MiR-616 was neither reported to be associated with RCC, nor involved in the regulation of any one of 147 biological pathways. However, this study found that two proteins encoded by the target genes of miR-616, ASB13 and FBXW2, are the key nodes in the key sub-network of the PPI network, suggesting that they may have interactions with other proteins in the network. Also, ASB13 has been reported to be associated with diffuse large B cell lymphoma [45] and breast cancer [46], and FBXW2 has been reported to have relationship with lung cancer [47, 48]. The evidence indicates that miR-616 may affect the development of renal cancer in an indirect way.
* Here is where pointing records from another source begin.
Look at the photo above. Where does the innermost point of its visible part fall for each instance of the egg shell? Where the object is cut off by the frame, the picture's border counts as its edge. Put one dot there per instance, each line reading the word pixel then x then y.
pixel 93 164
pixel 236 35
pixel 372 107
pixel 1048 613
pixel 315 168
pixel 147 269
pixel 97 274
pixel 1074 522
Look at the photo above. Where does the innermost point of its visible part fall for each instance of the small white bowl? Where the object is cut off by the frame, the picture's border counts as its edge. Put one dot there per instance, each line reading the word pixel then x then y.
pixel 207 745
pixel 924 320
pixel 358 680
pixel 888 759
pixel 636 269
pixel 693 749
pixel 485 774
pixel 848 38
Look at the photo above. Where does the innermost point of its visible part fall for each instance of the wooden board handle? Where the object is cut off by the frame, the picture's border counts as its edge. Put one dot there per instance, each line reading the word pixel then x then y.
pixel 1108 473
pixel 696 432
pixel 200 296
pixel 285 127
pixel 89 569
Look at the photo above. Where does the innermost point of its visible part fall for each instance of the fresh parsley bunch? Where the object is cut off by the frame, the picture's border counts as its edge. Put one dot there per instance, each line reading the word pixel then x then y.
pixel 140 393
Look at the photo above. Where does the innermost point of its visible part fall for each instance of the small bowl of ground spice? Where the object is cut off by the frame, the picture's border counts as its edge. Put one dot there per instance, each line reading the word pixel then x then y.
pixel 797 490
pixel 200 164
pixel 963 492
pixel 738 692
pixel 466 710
Thus it may also be defined as a new early diagnostic biomarker.

The target genes of miR-133a-2 have not appeared in the key sub-network, also, it has not been reported to be associated with RCC, so the relationship between miR-133a-2 and RCC needs to be further verified.

In conclusion, by using multiple computational methods and bioinformatic methods, we managed to find several potential early diagnostic biomarker and the relationship between these potential biomarker miRNAs and RCC. There are totally 13 miRNAs (miR-142, miR-15, miR-155, miR-185, miR-21, miR-340, miR-362, miR-576, miR-93, miR-942, miR-616, miR-133a-2, and miR-210), including two new early diagnostic biomarker miRNA, miR-576 and miR-616, were found by this study, and they will have guiding significance for the early diagnosis of RCC. Also, the mechanism of how these miRNAs participate in the regulation of multiple cancer-related pathways will provide new ideas and theoretical support for the study of mechanisms contained in kidney cancer and the prediction of therapeutic targets.